The work of The White Night is another good point about this. Not only is the art in general pretty good, but Alex and Joy’s costumes are also pretty well designed. They feel like a combination of those old Silver Age superheroes crossed with the dark gritty of Kick ass.

The White Night: The bad

"The White Night" overview on page 19.
Oh Alex, I thought you were supposed to keep your nights out a secret?

One of my complaints about The White Night This is how Chip Zdarsky characterized Alex from the start.
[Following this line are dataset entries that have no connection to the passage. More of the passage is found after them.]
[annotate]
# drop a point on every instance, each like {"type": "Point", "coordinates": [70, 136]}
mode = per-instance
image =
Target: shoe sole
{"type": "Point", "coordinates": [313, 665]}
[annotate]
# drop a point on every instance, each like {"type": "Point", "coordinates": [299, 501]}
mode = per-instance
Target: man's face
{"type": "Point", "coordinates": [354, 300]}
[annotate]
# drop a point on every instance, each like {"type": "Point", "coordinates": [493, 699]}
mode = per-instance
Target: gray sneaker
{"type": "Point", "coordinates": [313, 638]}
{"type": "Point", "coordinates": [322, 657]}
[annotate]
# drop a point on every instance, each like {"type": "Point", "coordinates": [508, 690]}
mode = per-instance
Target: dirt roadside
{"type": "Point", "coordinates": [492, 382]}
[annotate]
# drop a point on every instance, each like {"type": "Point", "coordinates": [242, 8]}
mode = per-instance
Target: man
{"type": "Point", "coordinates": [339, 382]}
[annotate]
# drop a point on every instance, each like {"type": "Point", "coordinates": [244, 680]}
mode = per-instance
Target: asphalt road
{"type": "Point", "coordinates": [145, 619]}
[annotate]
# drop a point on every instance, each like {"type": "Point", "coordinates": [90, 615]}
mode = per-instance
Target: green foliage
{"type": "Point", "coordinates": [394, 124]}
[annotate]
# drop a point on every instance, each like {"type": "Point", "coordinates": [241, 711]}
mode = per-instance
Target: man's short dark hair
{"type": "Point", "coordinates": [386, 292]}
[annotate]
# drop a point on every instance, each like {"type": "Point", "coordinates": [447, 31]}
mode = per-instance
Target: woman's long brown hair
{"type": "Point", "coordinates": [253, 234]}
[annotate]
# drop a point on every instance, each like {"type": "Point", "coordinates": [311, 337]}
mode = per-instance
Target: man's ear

Alex explicitly decided to become a superhero not out of morality, but because he was bored to death. Admittedly, he comes out of it in the middle of the story. However, I feel like the transition from “Superheroes for the excitement” to “Superheroes because it’s the right thing to do” wasn’t as smooth as it might have been. ‘to be. I think it might have been better if his antics had accidentally caused civilian deaths, which forces him to re-evaluate why he’s a superhero. But that’s just my opinion here. Your mileage may vary.

My other complaint about The White Night This is how Frankenstein essentially convinced Cynthia to step down as CEO of her own company. Frankenstein acted like a chauvinistic and condescending fool; although this may be intentional on Chip Zdarsky’s part. Cynthia’s reasoning for stepping down as CEO (“The world will tolerate a quirky rich man, but not a quirky rich woman”) also seems… out of place. I guess it’s a social commentary on the glass ceiling that women face in business, but it seems… unfair is the best way to put it. Guess that could also be intentional on Zdarsky’s part. Maybe that’s a good thing that makes me uncomfortable then. At the very least, it draws attention to the problem. Hopefully in a way that’s thoughtfully uncomfortable.